Sarei molto interessato ad approfondire l’argomento del commento del sig. Alessandro Lanini, relativo all’ invenzione di una nuova carena nata dallo studio della pallina da golf .
Chi può darmi ulteriori notizie?
Eventualmente, l’amministratore del sito può inviarmi l’indirizzo mail del sig.
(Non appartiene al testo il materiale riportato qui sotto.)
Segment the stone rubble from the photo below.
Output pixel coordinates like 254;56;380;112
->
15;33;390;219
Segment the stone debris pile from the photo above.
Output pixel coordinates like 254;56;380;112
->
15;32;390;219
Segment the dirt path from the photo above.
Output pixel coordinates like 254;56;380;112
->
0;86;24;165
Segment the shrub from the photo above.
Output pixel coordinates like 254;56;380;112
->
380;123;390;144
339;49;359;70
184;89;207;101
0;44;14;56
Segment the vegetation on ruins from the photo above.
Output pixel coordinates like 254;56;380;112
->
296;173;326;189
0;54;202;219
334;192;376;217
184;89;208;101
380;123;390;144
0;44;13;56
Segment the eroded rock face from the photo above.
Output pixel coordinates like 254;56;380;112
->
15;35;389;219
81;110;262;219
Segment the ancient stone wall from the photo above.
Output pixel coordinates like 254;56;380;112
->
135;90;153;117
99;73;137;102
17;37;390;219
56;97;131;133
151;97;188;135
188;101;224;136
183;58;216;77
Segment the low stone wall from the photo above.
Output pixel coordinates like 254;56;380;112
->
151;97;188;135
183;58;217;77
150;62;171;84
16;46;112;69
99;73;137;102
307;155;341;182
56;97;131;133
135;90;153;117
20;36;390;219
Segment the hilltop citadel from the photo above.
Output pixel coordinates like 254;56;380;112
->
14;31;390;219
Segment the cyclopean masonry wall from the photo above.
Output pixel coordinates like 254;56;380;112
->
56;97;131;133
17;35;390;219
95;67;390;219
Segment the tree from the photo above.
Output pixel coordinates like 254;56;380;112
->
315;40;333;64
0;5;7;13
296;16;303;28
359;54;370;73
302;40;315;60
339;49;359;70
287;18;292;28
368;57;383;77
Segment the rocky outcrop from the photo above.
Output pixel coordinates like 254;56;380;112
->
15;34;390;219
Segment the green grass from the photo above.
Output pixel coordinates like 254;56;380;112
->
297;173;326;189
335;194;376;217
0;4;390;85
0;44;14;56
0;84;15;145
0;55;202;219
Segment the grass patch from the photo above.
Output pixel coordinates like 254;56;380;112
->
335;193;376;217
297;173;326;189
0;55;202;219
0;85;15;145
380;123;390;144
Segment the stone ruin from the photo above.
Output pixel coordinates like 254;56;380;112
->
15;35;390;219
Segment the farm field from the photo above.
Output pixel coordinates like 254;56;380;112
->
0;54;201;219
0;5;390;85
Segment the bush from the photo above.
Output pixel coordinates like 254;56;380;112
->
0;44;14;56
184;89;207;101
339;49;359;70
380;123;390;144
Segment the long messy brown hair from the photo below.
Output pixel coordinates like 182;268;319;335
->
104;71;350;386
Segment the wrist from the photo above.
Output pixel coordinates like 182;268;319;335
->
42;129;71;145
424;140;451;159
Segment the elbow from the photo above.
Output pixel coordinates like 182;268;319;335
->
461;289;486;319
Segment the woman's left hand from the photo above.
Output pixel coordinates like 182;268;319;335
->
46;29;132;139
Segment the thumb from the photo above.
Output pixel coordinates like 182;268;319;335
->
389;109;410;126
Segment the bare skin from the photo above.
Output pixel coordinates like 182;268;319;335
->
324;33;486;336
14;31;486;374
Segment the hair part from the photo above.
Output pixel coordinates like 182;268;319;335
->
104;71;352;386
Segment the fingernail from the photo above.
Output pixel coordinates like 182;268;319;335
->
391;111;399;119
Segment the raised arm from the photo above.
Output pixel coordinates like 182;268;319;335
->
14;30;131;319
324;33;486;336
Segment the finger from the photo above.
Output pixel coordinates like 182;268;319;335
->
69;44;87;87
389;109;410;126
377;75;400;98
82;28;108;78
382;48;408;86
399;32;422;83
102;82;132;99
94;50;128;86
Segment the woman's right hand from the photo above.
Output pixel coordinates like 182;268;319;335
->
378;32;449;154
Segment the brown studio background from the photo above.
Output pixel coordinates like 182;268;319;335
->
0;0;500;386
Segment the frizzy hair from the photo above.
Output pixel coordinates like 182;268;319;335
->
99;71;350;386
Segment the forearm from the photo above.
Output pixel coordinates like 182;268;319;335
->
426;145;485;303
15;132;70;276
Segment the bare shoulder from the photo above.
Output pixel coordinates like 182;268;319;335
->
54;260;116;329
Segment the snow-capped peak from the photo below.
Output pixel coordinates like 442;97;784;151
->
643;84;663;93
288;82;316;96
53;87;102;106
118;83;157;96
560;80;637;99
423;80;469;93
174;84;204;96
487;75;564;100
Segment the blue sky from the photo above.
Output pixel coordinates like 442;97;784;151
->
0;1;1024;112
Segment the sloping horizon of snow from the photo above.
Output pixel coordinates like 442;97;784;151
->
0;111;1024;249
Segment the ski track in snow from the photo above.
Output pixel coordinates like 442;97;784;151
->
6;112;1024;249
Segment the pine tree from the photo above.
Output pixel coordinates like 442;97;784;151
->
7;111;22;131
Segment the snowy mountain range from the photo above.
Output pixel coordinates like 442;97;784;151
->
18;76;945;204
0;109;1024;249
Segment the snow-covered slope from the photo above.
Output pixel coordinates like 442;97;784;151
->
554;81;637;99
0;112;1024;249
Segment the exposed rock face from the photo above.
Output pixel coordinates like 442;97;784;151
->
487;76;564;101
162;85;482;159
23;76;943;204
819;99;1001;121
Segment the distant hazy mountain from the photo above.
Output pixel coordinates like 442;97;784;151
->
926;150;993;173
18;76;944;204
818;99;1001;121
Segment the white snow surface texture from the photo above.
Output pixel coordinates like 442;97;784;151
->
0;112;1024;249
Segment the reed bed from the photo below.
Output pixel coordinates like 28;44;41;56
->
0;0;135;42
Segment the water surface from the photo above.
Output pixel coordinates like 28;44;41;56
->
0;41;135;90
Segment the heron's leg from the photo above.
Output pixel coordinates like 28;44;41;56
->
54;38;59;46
Lanini?
Cordiali saluti.
Romano Caputi
Earthrace, l’eco-battello dei record
Su segnalazione, ho inserito un link da Repubblica.it che scrive del progetto Earthrace, scorrendo nell’interfaccia web, è possibile ammirare in bellissime foto, questa realizzazione nautica.
Alex
Sempre per rimanere in tema,
segnalo alcuni articoli comparsi nel corso dl tempo da questa realtà web e che io trovo sempre molto “illuminanti” ed interessanti da leggere, completano il bellissimo e attualissimo articolo di Sergio Abrami, gli articoli che invito a leggere sono:
L’evoluzione della specie
La difesa delle eliche di superficie di Renato Sonny Levi
Superyacht del futuro: 100 metri, 100 nodi – Levi Ram Wing
La progettazione degli scafi plananti di Renato “Sonny” Levi
Buon lettura!!!
Alessandro,
il sito/CMS è bello proprio perché gli utenti possono aiutare all’approfondimento delle tematiche, se tu hai una documentazione, immagini, testi ecc… anche tu puoi fornire il tuo contributo, noi saremo a tua disposizione.
Si tutto molto interessante,
ma non si è parlato della carena inventata da Lanini, nata dallo studio di una pollina da golf, con lo stesso principio diminuiamo i consumi per minor attrito attutiamo l’impatto con l’onda e aumentiamo la velocita.